Kenangan dan Masa Depan

Antara kenangan dan masa depan
Kurasa belakangan ini diriku terjerembap
Sebuah ilusi yang pernah nyata
Sebuah asa yang pernah menjadi rasa

Jatuh, ke beberapa tahun silam
Bercerita tentang indahnya masa kuliah
Gedung yang sering dijelajahi
Tempat-tempat yang sering dikunjungi

Beramai-ramai, penuh riang dan gurau
Tak jarang berganti,
Dari satu lingkaran pertemanan ke lingkaran lain
Membuat kelompok-kelompok hingga akhirnya sendiri

Di penghujung kenangan itu, semua sudah sibuk
Masing-masing punya asa untuk dikejar
Dan kita perlahan dipersatukan kembali untuk perpisahan
Ya, wisuda itu sangat cepat berlalu, November depan, setahun sudah

Di kepala, terus berputar semua itu
Di mana selalu ingin buru-buru ke lab
Bertemu orang banyak, bercerita, bercanda,
Atau menonton bersama

Di kala hujan,
Sebangun tidur,
Di lab langsung nonton film,
Sejuk dan kadang di kala hujan jatuh semua itu sangat menguat di kepala

Dan sekarang, aku terjebak dengan kenangan itu
Ku seperti tak ada arah, kenangan dan masa depan
Ku mendengar kata-kata itu saat sibuk menjajal makanan semasa kecil
Kenangan itu sudah berlalu, dan kata orang kita harus menyongsong masa depan bukan?

Masa depan, aku tak tahu
Rasanya, ku sedang di tengah kehampaan,
Hanya melewati rutinitas dengan berusaha sesuka cita mungkin
Tapi, menjelang malam, rasa yang di pendam itu selalu muncul

Lalu apa?
Bagaimana dengan cerita masa depannya?
Apa rencanaku?
Kenangan itu telah pergi.

***

Keadaan ekstrovert di diriku kambuh, aku butuh lingkaran pertemanan yang bisa aku jumpai, yang bisa berbicara panjang lebar tanpa harus tertahan, aku seperti kehilangan energi, ku lelah sendiri rasanya. Semua serba terpendam dan menelannya sendiri.
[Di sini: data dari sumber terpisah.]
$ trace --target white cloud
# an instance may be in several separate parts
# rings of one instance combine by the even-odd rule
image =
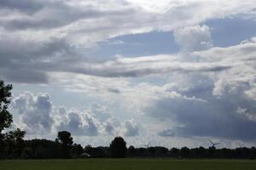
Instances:
[[[120,133],[126,137],[137,136],[139,133],[139,127],[134,120],[126,121],[121,126]]]
[[[46,94],[33,94],[26,92],[14,99],[14,108],[20,114],[22,128],[27,133],[45,133],[51,131],[52,103]]]
[[[210,28],[204,25],[175,30],[174,37],[183,51],[198,51],[212,47]]]

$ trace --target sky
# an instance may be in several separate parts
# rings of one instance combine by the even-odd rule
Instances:
[[[256,144],[255,0],[0,0],[0,79],[26,139]]]

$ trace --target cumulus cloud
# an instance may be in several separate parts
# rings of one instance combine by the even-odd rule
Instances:
[[[162,137],[172,137],[172,136],[175,136],[175,131],[173,131],[172,129],[166,129],[166,130],[158,133],[158,135],[162,136]]]
[[[96,136],[99,131],[99,122],[90,115],[77,110],[67,111],[60,108],[61,112],[57,115],[60,119],[58,130],[69,131],[75,136]]]
[[[14,108],[20,114],[20,124],[28,133],[44,133],[51,131],[52,103],[47,94],[26,92],[13,100]]]
[[[212,47],[210,28],[206,25],[177,29],[174,37],[183,51],[198,51]]]
[[[218,3],[199,0],[161,3],[130,0],[108,3],[101,0],[1,1],[1,78],[18,82],[47,83],[49,75],[56,71],[100,76],[137,76],[147,75],[147,72],[172,72],[184,67],[187,71],[221,70],[226,68],[225,65],[216,68],[216,65],[195,64],[195,68],[190,68],[189,65],[194,65],[191,63],[158,62],[146,66],[149,61],[133,68],[122,59],[95,63],[91,61],[95,60],[94,57],[88,57],[88,60],[79,56],[84,54],[81,49],[92,47],[98,42],[153,31],[177,30],[177,42],[183,44],[183,47],[201,49],[211,46],[209,28],[196,25],[208,19],[249,14],[253,4],[253,0],[220,1]],[[188,43],[192,40],[195,43]],[[19,76],[16,76],[17,72]]]
[[[139,133],[139,127],[134,120],[129,120],[122,124],[120,133],[126,137],[137,136]]]

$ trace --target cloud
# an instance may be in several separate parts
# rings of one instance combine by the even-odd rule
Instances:
[[[58,130],[67,130],[75,136],[96,136],[98,135],[98,122],[91,116],[76,110],[61,111],[67,113],[59,115],[61,120],[57,125]]]
[[[212,47],[210,28],[206,25],[177,29],[174,37],[183,51],[198,51]]]
[[[4,0],[0,4],[1,78],[17,82],[48,83],[49,74],[61,71],[113,77],[142,76],[180,70],[226,69],[226,65],[164,63],[164,60],[147,66],[152,62],[150,58],[145,58],[148,60],[145,62],[139,61],[142,58],[134,59],[133,62],[138,60],[134,63],[137,67],[134,67],[124,59],[95,62],[95,57],[81,57],[81,54],[84,54],[84,48],[86,50],[98,42],[117,36],[173,30],[177,30],[177,42],[183,47],[190,50],[202,49],[211,46],[209,28],[198,24],[213,18],[251,14],[254,1],[219,1],[218,3],[200,0],[152,1],[148,3],[123,0],[108,3],[101,0]],[[191,45],[194,44],[192,40],[196,47]]]
[[[49,133],[54,120],[52,103],[47,94],[33,94],[26,92],[13,100],[14,108],[20,115],[20,124],[28,133]]]
[[[126,121],[121,126],[120,133],[126,137],[137,136],[139,133],[139,127],[134,120]]]
[[[158,135],[162,136],[162,137],[173,137],[173,136],[175,136],[175,134],[176,134],[176,133],[172,129],[166,129],[166,130],[158,133]]]

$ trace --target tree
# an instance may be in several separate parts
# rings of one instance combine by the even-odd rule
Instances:
[[[4,128],[9,128],[13,122],[13,116],[7,110],[12,88],[11,84],[5,85],[4,82],[0,80],[0,133]]]
[[[56,141],[67,146],[73,144],[73,138],[70,132],[67,131],[58,132]]]
[[[62,145],[62,158],[69,158],[71,156],[70,149],[73,144],[73,138],[67,131],[61,131],[58,133],[56,142],[60,142]]]
[[[110,152],[112,157],[121,158],[126,156],[126,142],[122,137],[115,137],[110,143]]]
[[[22,150],[25,147],[25,141],[23,139],[25,134],[26,132],[20,128],[5,134],[6,150],[9,158],[20,157]]]

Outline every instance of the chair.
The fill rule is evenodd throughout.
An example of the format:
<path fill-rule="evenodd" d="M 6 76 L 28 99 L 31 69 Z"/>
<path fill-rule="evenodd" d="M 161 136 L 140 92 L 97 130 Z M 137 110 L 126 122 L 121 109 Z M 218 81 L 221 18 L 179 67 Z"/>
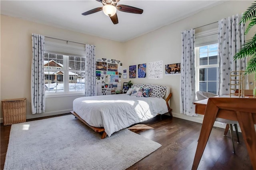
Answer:
<path fill-rule="evenodd" d="M 196 97 L 198 100 L 204 100 L 206 99 L 209 98 L 210 97 L 213 97 L 216 96 L 217 95 L 212 93 L 210 92 L 207 92 L 206 91 L 198 91 L 196 92 Z M 231 137 L 231 139 L 232 140 L 232 146 L 233 146 L 233 153 L 236 153 L 236 150 L 235 150 L 235 147 L 234 144 L 234 139 L 233 137 L 233 125 L 234 125 L 235 127 L 235 129 L 236 130 L 236 136 L 237 137 L 237 143 L 240 143 L 239 141 L 239 137 L 238 136 L 238 129 L 237 128 L 237 124 L 238 123 L 237 121 L 231 121 L 230 120 L 225 119 L 224 119 L 217 118 L 215 121 L 221 122 L 222 123 L 224 123 L 227 124 L 227 126 L 226 127 L 226 129 L 225 129 L 225 132 L 224 132 L 224 135 L 226 136 L 229 127 L 230 128 L 230 136 Z M 228 126 L 228 125 L 229 126 Z"/>

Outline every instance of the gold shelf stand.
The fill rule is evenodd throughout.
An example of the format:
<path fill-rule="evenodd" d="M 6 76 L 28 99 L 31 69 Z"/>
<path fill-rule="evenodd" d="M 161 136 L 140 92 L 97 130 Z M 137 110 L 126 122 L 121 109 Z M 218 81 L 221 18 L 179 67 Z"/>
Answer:
<path fill-rule="evenodd" d="M 230 97 L 235 95 L 238 97 L 244 97 L 244 72 L 240 70 L 230 72 Z"/>

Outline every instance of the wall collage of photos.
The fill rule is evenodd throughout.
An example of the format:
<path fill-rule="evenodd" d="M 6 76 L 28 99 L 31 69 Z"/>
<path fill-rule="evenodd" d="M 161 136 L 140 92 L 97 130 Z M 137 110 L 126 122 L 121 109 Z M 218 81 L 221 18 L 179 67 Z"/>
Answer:
<path fill-rule="evenodd" d="M 120 92 L 122 65 L 120 61 L 115 59 L 96 59 L 97 95 L 111 95 Z"/>
<path fill-rule="evenodd" d="M 162 79 L 164 65 L 162 61 L 130 65 L 129 69 L 122 69 L 122 63 L 113 59 L 98 58 L 96 61 L 96 85 L 97 95 L 108 95 L 122 93 L 121 77 L 126 79 L 146 78 Z M 180 73 L 180 63 L 165 65 L 165 75 Z M 128 71 L 129 71 L 128 72 Z"/>

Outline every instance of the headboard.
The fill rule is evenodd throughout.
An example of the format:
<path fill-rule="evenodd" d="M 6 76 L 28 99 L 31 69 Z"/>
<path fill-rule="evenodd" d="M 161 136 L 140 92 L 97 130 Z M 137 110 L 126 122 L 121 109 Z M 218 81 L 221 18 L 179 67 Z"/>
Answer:
<path fill-rule="evenodd" d="M 154 89 L 157 92 L 156 93 L 154 93 L 153 95 L 154 95 L 155 96 L 157 96 L 157 92 L 158 92 L 160 93 L 161 93 L 160 94 L 160 97 L 162 97 L 162 96 L 163 96 L 163 92 L 165 91 L 165 90 L 166 89 L 165 94 L 164 94 L 164 97 L 162 97 L 162 98 L 166 101 L 166 105 L 167 105 L 167 107 L 168 108 L 168 112 L 170 113 L 171 117 L 172 117 L 172 109 L 170 108 L 170 105 L 169 105 L 169 101 L 170 100 L 171 97 L 172 97 L 172 94 L 170 93 L 171 89 L 170 87 L 152 84 L 138 84 L 133 85 L 131 87 L 152 88 L 153 89 L 153 91 Z M 152 93 L 153 93 L 153 92 Z M 155 96 L 155 97 L 159 97 L 159 96 Z"/>
<path fill-rule="evenodd" d="M 154 94 L 152 94 L 151 95 L 154 95 L 155 96 L 154 96 L 154 97 L 159 97 L 158 96 L 157 96 L 158 95 L 158 93 L 162 93 L 162 94 L 159 94 L 159 95 L 161 95 L 161 96 L 160 98 L 162 97 L 162 96 L 163 96 L 162 98 L 164 100 L 166 100 L 166 99 L 167 99 L 167 97 L 168 97 L 168 96 L 169 96 L 170 92 L 170 87 L 159 85 L 155 85 L 150 84 L 137 84 L 132 85 L 132 88 L 133 87 L 152 88 L 153 89 L 153 91 L 156 91 L 157 92 L 156 93 L 154 93 Z M 163 94 L 162 94 L 162 91 L 164 90 L 165 91 L 166 89 L 166 92 L 165 92 L 165 94 L 164 94 L 164 95 Z"/>

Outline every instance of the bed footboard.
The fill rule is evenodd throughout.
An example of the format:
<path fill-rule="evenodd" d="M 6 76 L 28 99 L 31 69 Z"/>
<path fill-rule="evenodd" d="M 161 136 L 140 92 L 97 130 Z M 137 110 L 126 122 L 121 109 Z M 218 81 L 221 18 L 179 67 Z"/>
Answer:
<path fill-rule="evenodd" d="M 105 131 L 105 129 L 104 128 L 103 128 L 103 127 L 92 127 L 92 126 L 90 125 L 89 125 L 85 121 L 84 121 L 81 117 L 79 117 L 79 116 L 78 116 L 76 113 L 76 112 L 74 112 L 74 111 L 70 111 L 70 113 L 72 115 L 74 115 L 76 118 L 77 118 L 77 119 L 79 119 L 79 120 L 80 121 L 81 121 L 83 123 L 84 123 L 85 125 L 87 125 L 88 127 L 89 127 L 90 128 L 92 128 L 92 130 L 93 130 L 95 132 L 103 132 L 103 133 L 102 134 L 102 135 L 101 136 L 101 138 L 102 139 L 104 138 L 107 136 L 107 133 Z"/>
<path fill-rule="evenodd" d="M 171 116 L 171 117 L 172 117 L 172 109 L 171 109 L 170 107 L 170 105 L 169 105 L 169 103 L 168 102 L 169 101 L 169 100 L 171 98 L 171 97 L 172 97 L 172 93 L 170 93 L 168 95 L 168 97 L 166 98 L 166 99 L 165 99 L 165 101 L 166 102 L 166 105 L 167 105 L 167 108 L 168 108 L 168 112 L 169 112 L 170 116 Z"/>

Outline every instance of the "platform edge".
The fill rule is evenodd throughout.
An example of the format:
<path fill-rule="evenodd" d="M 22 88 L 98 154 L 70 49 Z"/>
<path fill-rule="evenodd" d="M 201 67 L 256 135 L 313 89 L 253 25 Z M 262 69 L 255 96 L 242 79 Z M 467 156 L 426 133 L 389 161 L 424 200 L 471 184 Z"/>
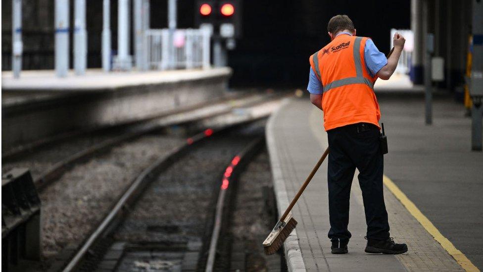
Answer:
<path fill-rule="evenodd" d="M 279 214 L 281 215 L 289 206 L 289 196 L 285 187 L 281 163 L 278 156 L 273 128 L 274 120 L 277 118 L 280 111 L 283 110 L 284 108 L 288 104 L 289 101 L 290 99 L 288 98 L 284 100 L 277 111 L 270 116 L 265 129 L 267 147 L 273 176 L 274 191 L 277 200 L 277 209 Z M 306 271 L 300 245 L 298 243 L 298 236 L 297 235 L 296 229 L 294 229 L 285 240 L 284 243 L 284 250 L 289 272 Z"/>

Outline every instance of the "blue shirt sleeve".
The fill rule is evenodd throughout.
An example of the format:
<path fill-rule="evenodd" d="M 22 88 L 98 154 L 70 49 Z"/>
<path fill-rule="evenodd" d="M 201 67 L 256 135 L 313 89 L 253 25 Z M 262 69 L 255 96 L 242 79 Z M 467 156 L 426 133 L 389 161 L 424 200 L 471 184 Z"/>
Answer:
<path fill-rule="evenodd" d="M 321 95 L 324 93 L 324 87 L 322 86 L 322 83 L 317 78 L 317 76 L 315 75 L 315 72 L 312 69 L 312 68 L 309 69 L 310 72 L 309 74 L 309 85 L 307 86 L 307 90 L 313 95 Z"/>
<path fill-rule="evenodd" d="M 379 52 L 370 39 L 368 39 L 366 41 L 364 48 L 364 59 L 372 76 L 374 76 L 381 68 L 387 64 L 387 59 L 386 56 Z"/>

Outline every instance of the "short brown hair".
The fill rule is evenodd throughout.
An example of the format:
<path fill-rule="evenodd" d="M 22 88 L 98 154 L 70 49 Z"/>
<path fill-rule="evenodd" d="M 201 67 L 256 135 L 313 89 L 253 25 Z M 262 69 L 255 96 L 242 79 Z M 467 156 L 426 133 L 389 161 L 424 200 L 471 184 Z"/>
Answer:
<path fill-rule="evenodd" d="M 352 32 L 354 30 L 352 21 L 346 15 L 336 15 L 327 24 L 327 31 L 333 34 L 344 29 Z"/>

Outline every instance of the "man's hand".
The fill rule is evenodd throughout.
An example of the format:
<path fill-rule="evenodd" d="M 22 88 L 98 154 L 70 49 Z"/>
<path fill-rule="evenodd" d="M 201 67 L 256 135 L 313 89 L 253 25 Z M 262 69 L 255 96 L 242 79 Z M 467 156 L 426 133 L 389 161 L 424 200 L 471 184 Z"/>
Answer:
<path fill-rule="evenodd" d="M 402 51 L 402 49 L 404 48 L 405 42 L 406 42 L 406 39 L 402 37 L 402 35 L 397 32 L 394 34 L 394 38 L 392 38 L 392 44 L 395 49 Z"/>
<path fill-rule="evenodd" d="M 406 39 L 401 34 L 397 33 L 394 34 L 394 38 L 392 38 L 394 52 L 387 58 L 387 64 L 381 68 L 381 70 L 379 70 L 379 71 L 376 74 L 378 77 L 386 80 L 389 79 L 392 75 L 394 71 L 396 70 L 397 61 L 399 61 L 401 53 L 402 52 L 402 49 L 404 48 L 405 42 Z"/>

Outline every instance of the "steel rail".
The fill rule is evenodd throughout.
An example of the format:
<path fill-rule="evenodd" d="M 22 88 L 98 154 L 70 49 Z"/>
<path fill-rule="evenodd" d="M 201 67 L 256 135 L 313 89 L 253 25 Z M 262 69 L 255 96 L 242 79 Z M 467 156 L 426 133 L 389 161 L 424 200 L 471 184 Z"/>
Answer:
<path fill-rule="evenodd" d="M 187 142 L 184 145 L 175 148 L 169 154 L 158 159 L 154 163 L 145 169 L 129 186 L 116 203 L 114 208 L 89 237 L 87 238 L 82 247 L 70 260 L 63 271 L 66 272 L 73 271 L 78 268 L 84 257 L 89 251 L 89 249 L 99 238 L 105 237 L 109 233 L 110 230 L 114 228 L 113 226 L 116 224 L 116 222 L 119 222 L 123 214 L 128 212 L 129 207 L 136 201 L 149 182 L 154 179 L 156 176 L 167 168 L 171 163 L 185 154 L 193 145 L 198 143 L 213 135 L 221 133 L 240 125 L 262 119 L 266 117 L 266 116 L 258 117 L 251 120 L 230 124 L 216 130 L 208 129 L 202 132 L 188 138 Z M 208 133 L 208 131 L 209 132 Z"/>
<path fill-rule="evenodd" d="M 130 126 L 130 125 L 141 124 L 145 122 L 148 122 L 150 120 L 154 120 L 156 119 L 159 119 L 161 118 L 166 117 L 170 115 L 183 113 L 184 112 L 189 112 L 195 110 L 196 109 L 199 109 L 200 107 L 205 107 L 212 106 L 214 104 L 221 104 L 223 103 L 229 102 L 230 101 L 233 101 L 234 100 L 243 99 L 247 97 L 249 97 L 250 96 L 252 96 L 253 94 L 254 94 L 253 93 L 246 93 L 246 94 L 242 94 L 240 95 L 237 94 L 232 96 L 229 95 L 227 97 L 217 98 L 214 99 L 213 100 L 211 101 L 197 103 L 194 105 L 184 107 L 180 109 L 173 109 L 167 112 L 164 112 L 160 114 L 153 114 L 151 116 L 144 117 L 137 120 L 126 121 L 125 122 L 123 122 L 122 123 L 116 124 L 115 125 L 105 125 L 101 127 L 92 128 L 91 129 L 88 129 L 78 131 L 64 132 L 57 135 L 41 139 L 40 140 L 35 141 L 31 143 L 22 145 L 17 146 L 17 147 L 15 147 L 14 148 L 10 149 L 9 150 L 3 152 L 2 152 L 2 154 L 1 154 L 1 159 L 2 160 L 8 160 L 12 157 L 21 156 L 22 154 L 27 151 L 34 150 L 35 149 L 39 148 L 40 147 L 47 146 L 48 145 L 53 144 L 55 143 L 55 142 L 56 142 L 63 141 L 69 138 L 80 136 L 83 135 L 86 135 L 88 133 L 104 131 L 106 130 L 108 130 L 109 129 L 122 127 L 123 126 Z"/>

Tapi, semua sudah di zonanya masing-masing, menyamakan waktu antara dua zona tampaknya tak mudah.

Baik, sekarang ku hanya bisa bermain game dari kejauhan, demi adanya lawan bicara.
Selamat Malam.


Tiba-tiba di Facebook pas banget nampilin foto ini, ini foto dies natalis IF kedua, siap petualangan antar kelas, di sini kekompakkan skip kalkulus menjadi modal penting bahwa kita saling mendukung, dan menjadi kelas yang terbilang paling kompak dan disegani. Di tahun ini futsalnya hampir aja final, seandainya aku tidak salah oper, hiks, teringat betul masa itu. Tapi, jauh, perjalanan jauh ke semi final itu menjadi haru bagiku sendiri. Terima kasih, iFive! Make it Simple!